Artibano pensò fra sé: «Non potrebbe essere quel Gesù nato a Betlemme trentatré anni fa? Che abbia trovato finalmente il mio Re nelle mani dei suoi nemici? Arriverò in tempo almeno per offrire la mia perla per il suo riscatto, prima che Egli muoia?». Così il buon vecchio segui la
moltitudine, quando, lungo la salita, una fanciulla di Ecbatana gli si avvicinò scongiurandolo in
ginocchio: «Per amore del Dio della Purezza, abbi pietà di me; sono una misera schiava della tua
stessa fede; salvami, ridandomi la libertà». Il vecchio, non possedendo che un’unica perla, la
consegnò alla sventurata concittadina per il suo riscatto.
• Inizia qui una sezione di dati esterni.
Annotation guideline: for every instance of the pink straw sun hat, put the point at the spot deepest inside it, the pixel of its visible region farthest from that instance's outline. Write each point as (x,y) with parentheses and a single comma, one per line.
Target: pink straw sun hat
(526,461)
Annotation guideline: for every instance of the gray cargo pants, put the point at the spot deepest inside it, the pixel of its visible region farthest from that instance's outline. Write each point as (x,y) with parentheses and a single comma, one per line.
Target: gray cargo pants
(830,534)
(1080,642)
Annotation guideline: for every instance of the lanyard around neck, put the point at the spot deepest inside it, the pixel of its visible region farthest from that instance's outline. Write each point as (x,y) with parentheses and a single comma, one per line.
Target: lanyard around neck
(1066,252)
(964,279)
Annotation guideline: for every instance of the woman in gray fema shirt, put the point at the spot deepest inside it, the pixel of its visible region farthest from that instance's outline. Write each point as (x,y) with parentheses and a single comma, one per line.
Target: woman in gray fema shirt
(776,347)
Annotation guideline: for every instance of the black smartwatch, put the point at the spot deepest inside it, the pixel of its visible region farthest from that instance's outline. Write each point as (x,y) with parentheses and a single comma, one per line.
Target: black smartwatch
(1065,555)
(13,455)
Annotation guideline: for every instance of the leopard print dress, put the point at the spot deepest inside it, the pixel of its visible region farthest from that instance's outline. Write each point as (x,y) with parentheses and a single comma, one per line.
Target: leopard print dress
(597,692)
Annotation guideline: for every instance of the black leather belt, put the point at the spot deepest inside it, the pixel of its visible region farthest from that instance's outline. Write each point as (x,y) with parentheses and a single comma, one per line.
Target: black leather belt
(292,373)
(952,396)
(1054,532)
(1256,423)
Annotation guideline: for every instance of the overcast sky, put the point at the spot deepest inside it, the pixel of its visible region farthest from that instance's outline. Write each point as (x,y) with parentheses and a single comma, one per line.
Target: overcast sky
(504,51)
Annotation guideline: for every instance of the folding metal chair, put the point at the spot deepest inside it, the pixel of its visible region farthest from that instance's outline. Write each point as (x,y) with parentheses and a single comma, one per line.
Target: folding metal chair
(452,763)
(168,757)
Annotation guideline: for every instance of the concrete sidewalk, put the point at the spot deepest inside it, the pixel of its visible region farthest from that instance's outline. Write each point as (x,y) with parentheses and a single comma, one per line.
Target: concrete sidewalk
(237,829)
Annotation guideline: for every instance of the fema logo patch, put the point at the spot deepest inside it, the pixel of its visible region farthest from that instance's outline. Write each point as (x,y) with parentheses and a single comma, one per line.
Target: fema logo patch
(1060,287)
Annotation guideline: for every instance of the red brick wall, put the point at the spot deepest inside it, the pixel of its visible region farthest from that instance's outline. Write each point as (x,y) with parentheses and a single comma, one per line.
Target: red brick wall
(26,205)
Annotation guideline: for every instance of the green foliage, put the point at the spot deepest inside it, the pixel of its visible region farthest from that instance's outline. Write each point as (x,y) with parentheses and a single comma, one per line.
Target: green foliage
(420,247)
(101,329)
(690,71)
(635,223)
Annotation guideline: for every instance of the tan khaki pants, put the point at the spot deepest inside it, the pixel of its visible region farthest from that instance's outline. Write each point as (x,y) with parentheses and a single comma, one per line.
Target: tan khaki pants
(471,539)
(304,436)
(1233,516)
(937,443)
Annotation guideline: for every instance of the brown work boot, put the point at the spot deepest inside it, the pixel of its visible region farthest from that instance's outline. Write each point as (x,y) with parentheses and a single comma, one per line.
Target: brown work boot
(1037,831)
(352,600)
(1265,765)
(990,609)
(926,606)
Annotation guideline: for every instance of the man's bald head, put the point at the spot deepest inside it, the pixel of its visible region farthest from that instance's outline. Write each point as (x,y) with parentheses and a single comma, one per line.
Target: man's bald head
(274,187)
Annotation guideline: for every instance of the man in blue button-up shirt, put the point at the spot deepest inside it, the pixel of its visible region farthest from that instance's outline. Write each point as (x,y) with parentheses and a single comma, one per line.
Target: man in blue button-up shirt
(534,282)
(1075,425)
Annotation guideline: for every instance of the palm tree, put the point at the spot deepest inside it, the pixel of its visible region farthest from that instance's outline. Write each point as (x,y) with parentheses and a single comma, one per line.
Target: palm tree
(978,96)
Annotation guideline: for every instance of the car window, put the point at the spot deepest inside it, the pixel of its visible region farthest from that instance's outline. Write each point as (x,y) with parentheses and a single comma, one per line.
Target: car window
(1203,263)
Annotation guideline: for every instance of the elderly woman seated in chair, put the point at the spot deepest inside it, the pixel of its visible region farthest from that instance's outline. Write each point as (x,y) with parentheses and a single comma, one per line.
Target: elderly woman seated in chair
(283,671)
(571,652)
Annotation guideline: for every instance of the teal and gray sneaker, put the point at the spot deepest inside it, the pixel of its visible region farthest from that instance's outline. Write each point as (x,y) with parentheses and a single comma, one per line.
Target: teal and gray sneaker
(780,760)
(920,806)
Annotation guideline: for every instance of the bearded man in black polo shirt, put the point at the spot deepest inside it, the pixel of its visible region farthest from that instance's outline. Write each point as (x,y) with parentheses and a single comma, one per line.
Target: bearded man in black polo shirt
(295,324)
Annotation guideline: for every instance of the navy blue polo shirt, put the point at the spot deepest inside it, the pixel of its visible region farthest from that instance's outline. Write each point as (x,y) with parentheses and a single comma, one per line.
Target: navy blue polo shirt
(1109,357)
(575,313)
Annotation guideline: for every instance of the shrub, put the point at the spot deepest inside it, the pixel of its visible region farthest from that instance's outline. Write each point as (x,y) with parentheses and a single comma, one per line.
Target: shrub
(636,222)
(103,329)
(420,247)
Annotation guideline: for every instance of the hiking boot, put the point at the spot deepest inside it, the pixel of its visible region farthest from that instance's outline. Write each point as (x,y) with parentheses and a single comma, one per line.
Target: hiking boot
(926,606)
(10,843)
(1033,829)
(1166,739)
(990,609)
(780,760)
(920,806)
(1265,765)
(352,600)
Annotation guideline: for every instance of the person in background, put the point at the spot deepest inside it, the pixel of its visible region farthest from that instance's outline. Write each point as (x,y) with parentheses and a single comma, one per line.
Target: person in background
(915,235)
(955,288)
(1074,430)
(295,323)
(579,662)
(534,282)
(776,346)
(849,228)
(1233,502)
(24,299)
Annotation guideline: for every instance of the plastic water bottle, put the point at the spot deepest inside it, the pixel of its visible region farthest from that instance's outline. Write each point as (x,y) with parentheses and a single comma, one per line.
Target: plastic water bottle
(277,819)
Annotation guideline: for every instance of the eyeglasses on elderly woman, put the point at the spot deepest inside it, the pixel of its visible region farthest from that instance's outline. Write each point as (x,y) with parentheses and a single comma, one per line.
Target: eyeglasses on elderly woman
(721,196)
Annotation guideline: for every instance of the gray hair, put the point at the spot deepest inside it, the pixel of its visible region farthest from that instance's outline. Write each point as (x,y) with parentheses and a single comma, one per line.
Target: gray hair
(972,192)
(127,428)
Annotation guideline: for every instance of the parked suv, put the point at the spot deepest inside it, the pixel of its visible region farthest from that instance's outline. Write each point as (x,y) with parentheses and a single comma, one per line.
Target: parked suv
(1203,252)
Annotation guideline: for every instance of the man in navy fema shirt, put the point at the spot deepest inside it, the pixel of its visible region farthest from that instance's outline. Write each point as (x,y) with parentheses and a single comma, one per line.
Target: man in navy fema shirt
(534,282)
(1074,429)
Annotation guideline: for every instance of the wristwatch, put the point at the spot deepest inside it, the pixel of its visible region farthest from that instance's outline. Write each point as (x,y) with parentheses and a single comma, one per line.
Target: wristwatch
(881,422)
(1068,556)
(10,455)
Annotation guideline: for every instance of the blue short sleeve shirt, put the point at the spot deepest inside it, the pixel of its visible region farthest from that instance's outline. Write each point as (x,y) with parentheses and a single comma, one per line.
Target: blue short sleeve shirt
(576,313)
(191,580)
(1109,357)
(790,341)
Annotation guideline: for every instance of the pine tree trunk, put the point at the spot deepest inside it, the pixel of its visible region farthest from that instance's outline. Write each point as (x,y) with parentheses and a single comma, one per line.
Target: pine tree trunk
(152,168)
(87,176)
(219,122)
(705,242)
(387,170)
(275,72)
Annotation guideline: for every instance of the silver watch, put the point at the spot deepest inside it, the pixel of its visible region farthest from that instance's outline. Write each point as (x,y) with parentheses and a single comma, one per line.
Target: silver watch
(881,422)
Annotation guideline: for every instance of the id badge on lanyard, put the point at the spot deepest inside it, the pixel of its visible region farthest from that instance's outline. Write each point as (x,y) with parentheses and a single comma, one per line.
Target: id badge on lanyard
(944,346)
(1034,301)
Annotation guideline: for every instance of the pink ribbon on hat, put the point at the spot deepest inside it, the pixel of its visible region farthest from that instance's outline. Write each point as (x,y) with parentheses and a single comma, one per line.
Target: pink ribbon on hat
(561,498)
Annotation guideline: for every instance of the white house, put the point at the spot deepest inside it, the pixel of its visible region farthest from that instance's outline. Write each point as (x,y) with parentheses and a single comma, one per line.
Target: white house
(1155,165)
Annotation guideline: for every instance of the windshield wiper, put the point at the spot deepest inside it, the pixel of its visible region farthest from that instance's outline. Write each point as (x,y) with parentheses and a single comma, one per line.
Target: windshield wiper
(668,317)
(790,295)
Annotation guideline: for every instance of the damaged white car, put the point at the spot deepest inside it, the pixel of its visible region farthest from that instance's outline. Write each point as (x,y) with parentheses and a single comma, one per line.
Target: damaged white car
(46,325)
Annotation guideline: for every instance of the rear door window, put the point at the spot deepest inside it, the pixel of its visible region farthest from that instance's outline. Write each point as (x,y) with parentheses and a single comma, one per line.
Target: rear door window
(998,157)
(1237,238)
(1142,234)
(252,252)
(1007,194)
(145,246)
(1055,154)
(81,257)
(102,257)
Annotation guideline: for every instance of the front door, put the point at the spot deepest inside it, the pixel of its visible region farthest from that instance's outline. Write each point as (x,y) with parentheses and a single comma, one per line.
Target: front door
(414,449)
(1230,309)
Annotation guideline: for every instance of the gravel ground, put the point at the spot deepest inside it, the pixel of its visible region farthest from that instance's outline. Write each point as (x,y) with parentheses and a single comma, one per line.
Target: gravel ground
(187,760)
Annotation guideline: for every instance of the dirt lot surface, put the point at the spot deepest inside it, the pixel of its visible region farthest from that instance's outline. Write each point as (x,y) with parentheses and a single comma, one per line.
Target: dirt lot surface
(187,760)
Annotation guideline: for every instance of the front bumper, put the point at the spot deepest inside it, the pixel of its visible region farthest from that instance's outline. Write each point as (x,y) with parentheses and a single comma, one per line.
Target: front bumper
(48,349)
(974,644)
Improvvisamente si udii un boato; la terra sussulta; il cielo si oscura; le mura delle case crollano; soldati e popolo fuggono terrorizzati. Artibano e la fanciulla si rifugiano sotto i loggiati del Pretorio. Una nuova scossa di terremoto, più violenta, fa cadere una pietra contro le tempie di Artibano, che traballa pallido, esanime. La ragazza lo sostiene con le sue braccia, mentre il sangue scorre a rivoli dalla ferita. Non è morto, lo si sente pronunziare queste parole:

«Non cosi o mio Signore… quando mai ti vidi affamato e ti nutrii? Assetato e ti porsi da bere? Quando mai ti vidi forestiero e ti ospitai? In carcere e ti visitai? Nudo e ti rivestii? Per ben trentatré anni ti ho cercato ansiosamente, ma non ho mai avuto la soddisfazione di poter contemplare il tuo volto, né di renderti il minimo servizio, o mio dolce Re!”. Artibano cessò di parlare. Ma un’altra voce si fece udire a suo conforto: «In verità in verità ti dico, che ogni volta che tu hai fatto ciò ai tuoi simili, ai miei fratelli, tu l’hai fatto a me».
Un grande respiro di sollievo gli usci dalle labbra. Egli aveva finito il suo lungo viaggio. I suoi doni erano stati veramente graditi. Artibano, il quarto dei Magi aveva finalmente trovato il Re.